Dear Rotarians in District 7950,
 
We have entered the season at the end of the calendar year where the observance of traditions hold us to be grateful and thankful for all we have experienced and received in our lives. At the same time we are looking forward to give to others to provide joy and happiness, to help those where is need.
 
The Clubs in our District 7950 have reason to celebrate the season, as virtually every Club has embraced and committed to donate an average of $100 per member to the Rotary Foundation during this Rotary year as its goal. Most Clubs are working towards this goal by encouraging and facilitating individual giving by members and substituting this through fundraising programs at the Club level.
 
Put together, this is a record for the District and each one of you is to be congratulated for this commitment towards the Rotary Foundation!

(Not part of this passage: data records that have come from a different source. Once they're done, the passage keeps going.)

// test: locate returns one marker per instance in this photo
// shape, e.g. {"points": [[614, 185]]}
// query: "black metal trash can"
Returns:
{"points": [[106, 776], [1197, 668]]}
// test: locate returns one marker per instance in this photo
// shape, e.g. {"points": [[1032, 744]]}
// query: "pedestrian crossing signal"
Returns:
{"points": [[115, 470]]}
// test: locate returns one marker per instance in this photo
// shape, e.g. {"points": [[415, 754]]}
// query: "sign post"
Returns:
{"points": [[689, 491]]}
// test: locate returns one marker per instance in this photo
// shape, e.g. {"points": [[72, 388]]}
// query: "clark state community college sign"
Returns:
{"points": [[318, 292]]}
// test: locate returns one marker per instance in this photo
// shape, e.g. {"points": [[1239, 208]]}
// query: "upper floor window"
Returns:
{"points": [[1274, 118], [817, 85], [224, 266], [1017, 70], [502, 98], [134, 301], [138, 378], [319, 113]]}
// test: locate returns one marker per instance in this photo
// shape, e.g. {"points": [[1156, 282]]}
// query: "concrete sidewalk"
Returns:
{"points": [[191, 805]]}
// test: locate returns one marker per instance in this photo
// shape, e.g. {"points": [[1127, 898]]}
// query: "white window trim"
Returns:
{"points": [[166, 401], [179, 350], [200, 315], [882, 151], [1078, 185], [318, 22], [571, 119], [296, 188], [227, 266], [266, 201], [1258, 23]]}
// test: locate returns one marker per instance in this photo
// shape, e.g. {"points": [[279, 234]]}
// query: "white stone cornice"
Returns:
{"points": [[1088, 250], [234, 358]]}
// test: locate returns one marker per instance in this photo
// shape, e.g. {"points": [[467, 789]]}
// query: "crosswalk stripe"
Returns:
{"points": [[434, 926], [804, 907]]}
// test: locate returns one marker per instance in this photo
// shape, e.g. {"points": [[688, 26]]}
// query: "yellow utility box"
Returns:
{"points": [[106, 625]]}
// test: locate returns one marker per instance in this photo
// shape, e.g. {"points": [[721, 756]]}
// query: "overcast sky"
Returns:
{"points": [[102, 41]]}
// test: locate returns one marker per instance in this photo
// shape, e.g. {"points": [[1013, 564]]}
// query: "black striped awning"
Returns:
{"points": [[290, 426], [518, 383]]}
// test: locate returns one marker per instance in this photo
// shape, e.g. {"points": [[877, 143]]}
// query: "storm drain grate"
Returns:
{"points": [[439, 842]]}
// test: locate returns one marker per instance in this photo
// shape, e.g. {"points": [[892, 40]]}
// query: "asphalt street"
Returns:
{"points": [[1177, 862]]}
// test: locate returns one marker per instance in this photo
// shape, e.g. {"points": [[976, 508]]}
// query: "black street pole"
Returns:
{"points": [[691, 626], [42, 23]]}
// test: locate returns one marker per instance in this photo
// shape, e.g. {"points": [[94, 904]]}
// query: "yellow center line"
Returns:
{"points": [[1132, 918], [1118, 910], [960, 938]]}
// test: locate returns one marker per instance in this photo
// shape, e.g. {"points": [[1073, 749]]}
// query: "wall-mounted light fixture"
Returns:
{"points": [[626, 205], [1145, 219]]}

It truly represents service above self and I am grateful and thankful to each one of you!
 
The Rotary Foundation is the one Foundation through which Clubs and each of its member can either directly (by having it subsidize through grants your Club’s own programs), or indirectly (by enabling the Rotary Foundation supporting humanitarian programs worldwide) address local or international need.
 
 
 
 

PolioPlus, the most ambitious program in Rotary's history, is the volunteer arm of the Global Polio Eradication Initiative. For more than 25 years, Rotary has led the private sector in the global effort to rid the world of this crippling disease. Today, PolioPlus and its role in the initiative is recognized worldwide as a model of public-private cooperation in pursuit of a humanitarian goal.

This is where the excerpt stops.